The pair below is of JP Morgan Emerging Markets Bond Fund
Central bank easing taking place across the world has pushed funds into emerging markets, which outperform when the U.S. dollar is weak. Starting in 2013 the U.S. dollar rallied, which had adverse affects on the pair below.
Another factor driving the chart lower is the emergence of volatility across world markets. As investor fear rises, it leads to a flow out of riskier assets such as emerging market debt and equities.
The pattern below reflects the uncertainty and overall rotation into a more cautious investment style. The wave of volatility over the past year has led to the emergence of a head and shoulders pattern within this intermarket relationship. By breaking the lower trend line, this chart has signaled that riskier assets, at least for the time being, are too much exposure to uncertainty for many investors.
The next chart is of MSCI Emerging Markets Index Fund
In an article Tuesday, I discussed how Chinese weakness has drastically affected financial markets this year. The chart below is another testament to this. Emerging market equities have underperformed throughout 2013.
Chinese economic data have continued to miss time and time again, which has negatively affected inflation expectations. Lower inflation has led to weaker exports, as well as weakness in the commodity sector.

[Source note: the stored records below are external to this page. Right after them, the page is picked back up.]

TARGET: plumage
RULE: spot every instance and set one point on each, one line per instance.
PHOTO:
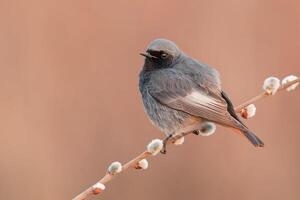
(177, 88)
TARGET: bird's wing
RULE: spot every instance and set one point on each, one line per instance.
(180, 92)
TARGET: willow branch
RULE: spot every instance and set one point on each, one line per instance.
(134, 162)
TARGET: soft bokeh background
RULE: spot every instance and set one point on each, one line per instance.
(70, 105)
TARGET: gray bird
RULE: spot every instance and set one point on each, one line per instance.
(180, 92)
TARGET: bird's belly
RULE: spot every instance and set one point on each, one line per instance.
(166, 119)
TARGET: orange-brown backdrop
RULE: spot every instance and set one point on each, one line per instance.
(70, 105)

Exports and commodities are major revenue drivers for emerging economies, and broad economic weakness from their major importers, Europe and the U.S., has kept this pair falling.
The U.S. dollar strength has also played a role in the move lower. As the dollar rises it makes investing in U.S. equities more attractive compared to emerging equity. The total returns tend to be higher as investors can swap their domestic currency for dollars and invest in U.S. equities, When they do sell and repatriate funds they see gains in both the physical asset they held and an improved exchange rate.
Essentially both economic outlook and trading strategy fundamentals have played into emerging equities showing relative weakness throughout 2013.
The final pair is of Dreyfus Emerging Currency Fund
As stated earlier, world inflation expectations are on the decline. The fear that Chinese growth will miss expectations in 2013 has financial markets anxious. The lack of self sustainable growth around the globe, and heavy reliance on central bank policies have left interest rates deflated.
The chart below shows the deep selloff that has taken place in emerging currencies. Over the past month this pair has dropped from above its consolidation region all the way down to its lower limits.
Investors are not happy with the way the global economy is operating right now. Central banks are essentially driving the price action of financial markets, while traders and analysts alike have very little insight in what is going to happen next.
The guessing game is creating an environment of high volatility and fear. In this environment investors are selling emerging market assets, as seen in the charts of this article. Until legitimate growth can make a comeback and inflation expectations bottom out, investors will not have an appetite for growth driven assets.
At the time of publication the author had no position in any of the stocks mentioned.